Categories of the same variable are colored with the same color. The distance between the variable categories gives a measure of their similarity. For example in the bottom right corner we see that people who use unpacked tea buy their tea from a tea shop rather than chain store.

**Other MCA plotting options**

Explore options to present MCA output. Control automatically the color of individuals. 

Here I reduced the font sizes by adding cex command and also gave the command to plot the 10 most contributing individual to dimensions. I plotted the quality of individuals (cos2 greater than 0.1).
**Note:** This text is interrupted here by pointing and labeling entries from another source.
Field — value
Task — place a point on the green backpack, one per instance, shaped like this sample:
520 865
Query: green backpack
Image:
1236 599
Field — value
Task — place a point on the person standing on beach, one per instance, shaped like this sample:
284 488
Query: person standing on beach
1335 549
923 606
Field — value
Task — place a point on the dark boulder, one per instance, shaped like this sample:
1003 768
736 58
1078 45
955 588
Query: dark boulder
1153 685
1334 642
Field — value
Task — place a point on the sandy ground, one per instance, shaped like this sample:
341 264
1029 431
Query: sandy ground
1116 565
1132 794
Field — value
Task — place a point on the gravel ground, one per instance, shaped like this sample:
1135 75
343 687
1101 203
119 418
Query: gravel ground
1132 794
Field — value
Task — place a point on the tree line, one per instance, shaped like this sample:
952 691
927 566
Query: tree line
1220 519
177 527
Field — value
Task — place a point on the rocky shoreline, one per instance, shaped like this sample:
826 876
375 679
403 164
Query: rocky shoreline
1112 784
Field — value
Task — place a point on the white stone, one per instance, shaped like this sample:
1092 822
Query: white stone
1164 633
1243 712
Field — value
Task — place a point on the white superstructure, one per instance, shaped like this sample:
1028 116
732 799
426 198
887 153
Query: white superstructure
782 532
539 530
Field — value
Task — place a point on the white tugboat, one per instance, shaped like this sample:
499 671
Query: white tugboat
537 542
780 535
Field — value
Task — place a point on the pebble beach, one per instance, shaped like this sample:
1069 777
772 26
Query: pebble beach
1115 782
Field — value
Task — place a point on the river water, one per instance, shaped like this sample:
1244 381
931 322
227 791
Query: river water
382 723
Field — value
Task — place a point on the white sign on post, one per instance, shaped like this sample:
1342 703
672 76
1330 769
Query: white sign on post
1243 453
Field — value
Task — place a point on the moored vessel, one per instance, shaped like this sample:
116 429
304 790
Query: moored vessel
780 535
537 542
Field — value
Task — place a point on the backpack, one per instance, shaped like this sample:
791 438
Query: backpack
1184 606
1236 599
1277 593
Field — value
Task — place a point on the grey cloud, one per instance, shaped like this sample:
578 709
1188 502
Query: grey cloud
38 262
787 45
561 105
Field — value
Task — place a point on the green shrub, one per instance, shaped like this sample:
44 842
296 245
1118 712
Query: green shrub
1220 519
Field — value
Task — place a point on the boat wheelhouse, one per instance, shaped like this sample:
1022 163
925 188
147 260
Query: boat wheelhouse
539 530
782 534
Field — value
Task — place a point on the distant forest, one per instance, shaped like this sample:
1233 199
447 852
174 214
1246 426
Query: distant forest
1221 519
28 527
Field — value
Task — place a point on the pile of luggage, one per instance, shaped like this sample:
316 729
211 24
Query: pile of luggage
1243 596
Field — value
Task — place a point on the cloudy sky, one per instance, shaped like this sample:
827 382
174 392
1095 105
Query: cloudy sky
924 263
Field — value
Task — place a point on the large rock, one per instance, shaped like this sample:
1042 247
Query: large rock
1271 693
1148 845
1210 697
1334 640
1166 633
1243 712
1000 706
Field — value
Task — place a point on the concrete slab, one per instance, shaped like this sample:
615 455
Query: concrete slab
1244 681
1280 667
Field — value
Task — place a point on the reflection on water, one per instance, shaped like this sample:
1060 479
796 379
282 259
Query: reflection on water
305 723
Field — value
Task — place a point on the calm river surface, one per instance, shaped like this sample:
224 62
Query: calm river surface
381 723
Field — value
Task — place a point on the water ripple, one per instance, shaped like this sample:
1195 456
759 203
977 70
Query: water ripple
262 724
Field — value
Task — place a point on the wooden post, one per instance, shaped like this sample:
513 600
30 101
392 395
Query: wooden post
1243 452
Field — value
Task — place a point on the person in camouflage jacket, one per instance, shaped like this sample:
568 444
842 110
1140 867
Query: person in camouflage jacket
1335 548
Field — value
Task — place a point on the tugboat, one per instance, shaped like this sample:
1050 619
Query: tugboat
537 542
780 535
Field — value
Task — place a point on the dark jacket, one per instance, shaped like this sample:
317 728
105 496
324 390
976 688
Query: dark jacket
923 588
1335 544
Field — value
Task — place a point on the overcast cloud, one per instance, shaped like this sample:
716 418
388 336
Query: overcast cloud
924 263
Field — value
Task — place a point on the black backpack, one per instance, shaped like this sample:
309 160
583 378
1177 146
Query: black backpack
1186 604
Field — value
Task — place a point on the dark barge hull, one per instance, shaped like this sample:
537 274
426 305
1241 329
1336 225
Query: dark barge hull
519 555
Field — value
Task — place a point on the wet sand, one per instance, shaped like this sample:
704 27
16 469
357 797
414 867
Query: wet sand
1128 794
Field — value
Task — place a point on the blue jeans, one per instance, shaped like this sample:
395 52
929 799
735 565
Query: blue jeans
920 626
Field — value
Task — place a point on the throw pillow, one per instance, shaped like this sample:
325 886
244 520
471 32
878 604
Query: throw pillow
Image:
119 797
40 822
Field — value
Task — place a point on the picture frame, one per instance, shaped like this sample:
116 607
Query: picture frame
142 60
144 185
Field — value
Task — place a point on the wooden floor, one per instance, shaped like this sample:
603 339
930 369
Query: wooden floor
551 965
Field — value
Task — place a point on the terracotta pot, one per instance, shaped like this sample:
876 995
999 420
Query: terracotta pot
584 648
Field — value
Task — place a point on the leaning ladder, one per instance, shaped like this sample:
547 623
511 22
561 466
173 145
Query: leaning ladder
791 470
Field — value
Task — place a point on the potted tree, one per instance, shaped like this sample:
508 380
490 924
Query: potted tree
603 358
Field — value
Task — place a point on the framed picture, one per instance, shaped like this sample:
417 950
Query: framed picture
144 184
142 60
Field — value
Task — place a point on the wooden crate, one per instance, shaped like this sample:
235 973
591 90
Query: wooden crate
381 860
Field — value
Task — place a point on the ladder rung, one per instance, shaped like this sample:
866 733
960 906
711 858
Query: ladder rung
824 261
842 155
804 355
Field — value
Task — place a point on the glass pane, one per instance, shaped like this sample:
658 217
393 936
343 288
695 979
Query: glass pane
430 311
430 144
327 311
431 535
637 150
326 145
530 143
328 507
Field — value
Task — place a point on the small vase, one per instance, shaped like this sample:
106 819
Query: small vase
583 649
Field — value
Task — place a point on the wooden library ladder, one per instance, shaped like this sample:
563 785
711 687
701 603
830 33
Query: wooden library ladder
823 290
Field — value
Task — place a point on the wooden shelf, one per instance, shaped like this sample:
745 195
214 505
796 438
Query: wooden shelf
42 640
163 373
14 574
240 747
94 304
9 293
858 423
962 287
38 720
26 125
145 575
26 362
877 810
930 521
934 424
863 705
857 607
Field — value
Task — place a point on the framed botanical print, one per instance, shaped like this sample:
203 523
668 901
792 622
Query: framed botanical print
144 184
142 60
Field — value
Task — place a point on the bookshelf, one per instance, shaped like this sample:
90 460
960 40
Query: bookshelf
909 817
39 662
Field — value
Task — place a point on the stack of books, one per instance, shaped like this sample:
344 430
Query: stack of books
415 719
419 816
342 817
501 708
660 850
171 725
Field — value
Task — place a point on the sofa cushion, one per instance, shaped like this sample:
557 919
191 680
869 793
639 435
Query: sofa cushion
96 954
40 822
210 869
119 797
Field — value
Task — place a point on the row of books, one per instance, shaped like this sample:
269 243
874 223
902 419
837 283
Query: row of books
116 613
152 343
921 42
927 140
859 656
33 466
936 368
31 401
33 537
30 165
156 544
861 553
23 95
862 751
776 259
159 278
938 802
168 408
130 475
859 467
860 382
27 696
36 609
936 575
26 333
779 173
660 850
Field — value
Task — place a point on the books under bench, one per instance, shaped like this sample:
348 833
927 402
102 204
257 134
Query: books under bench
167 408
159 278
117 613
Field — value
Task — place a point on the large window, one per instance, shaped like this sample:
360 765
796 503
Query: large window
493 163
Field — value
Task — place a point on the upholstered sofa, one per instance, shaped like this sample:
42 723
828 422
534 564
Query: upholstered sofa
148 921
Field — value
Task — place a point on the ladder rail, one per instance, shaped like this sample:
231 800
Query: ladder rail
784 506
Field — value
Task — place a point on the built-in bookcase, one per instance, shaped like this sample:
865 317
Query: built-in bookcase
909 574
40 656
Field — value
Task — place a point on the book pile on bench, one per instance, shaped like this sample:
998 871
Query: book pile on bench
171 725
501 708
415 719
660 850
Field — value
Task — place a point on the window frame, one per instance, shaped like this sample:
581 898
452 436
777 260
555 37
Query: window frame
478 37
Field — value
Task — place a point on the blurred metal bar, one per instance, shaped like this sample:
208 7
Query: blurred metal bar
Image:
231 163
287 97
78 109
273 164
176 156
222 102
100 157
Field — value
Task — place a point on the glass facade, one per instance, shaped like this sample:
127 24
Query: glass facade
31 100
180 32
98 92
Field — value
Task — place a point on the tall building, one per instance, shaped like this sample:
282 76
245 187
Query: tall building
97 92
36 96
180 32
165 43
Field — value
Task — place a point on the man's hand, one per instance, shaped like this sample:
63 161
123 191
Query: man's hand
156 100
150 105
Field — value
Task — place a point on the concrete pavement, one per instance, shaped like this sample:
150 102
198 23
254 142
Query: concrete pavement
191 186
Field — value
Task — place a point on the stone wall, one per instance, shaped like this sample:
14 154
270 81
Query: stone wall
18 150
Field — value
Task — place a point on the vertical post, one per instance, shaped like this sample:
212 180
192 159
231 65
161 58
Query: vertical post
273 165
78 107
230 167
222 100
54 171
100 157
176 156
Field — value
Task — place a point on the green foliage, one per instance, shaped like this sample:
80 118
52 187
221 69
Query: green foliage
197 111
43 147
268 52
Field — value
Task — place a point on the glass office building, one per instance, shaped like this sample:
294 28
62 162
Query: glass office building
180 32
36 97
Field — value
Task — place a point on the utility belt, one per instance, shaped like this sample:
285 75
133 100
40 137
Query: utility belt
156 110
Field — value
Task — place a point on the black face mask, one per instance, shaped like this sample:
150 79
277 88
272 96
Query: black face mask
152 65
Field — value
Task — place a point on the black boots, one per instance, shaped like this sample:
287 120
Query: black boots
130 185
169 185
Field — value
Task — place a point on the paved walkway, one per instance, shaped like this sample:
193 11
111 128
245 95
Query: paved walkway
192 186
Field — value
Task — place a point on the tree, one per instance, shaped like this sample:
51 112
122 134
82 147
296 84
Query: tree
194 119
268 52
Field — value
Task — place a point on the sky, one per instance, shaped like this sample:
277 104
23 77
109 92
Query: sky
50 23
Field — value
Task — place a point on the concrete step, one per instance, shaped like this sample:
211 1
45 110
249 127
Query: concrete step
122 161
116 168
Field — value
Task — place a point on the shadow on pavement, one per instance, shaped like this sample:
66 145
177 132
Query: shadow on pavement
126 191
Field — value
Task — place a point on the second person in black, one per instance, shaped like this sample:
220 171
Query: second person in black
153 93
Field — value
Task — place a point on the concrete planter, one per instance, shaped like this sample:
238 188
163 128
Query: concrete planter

```{r fig.width=10, fig.height=10}

plot(mca, invisible=c("quali.sup"), cex=.8, selectMod = "cos2 0.1", select = "contrib 10") 
```

The following biplot represents the individuals by their cos2 values.

```{r fig.width=10, fig.height=10}
library("factoextra")
fviz_mca_ind(mca, col.ind = "cos2", repel = TRUE)
```
The last biplot highlight groups of tea consumption during lunch time and outside of it. I also added concentration ellipses based on the individual groups.

```{r fig.width=10, fig.height=10}
if (FALSE) {
# You can also control the transparency 
# of the color by the cos2
fviz_mca_ind(mca, alpha.ind="cos2")
}

# Color individuals by groups, add concentration ellipses
# Remove labels: label = "none".
grp <- as.factor(tea_time[, "lunch"])
p <- fviz_mca_ind(mca, label="none", habillage=grp,
       addEllipses=TRUE, ellipse.level=0.95)
print(p)
```

Different representation of MCA output allows to highlight specific features of the dataset as it requires for the analysis.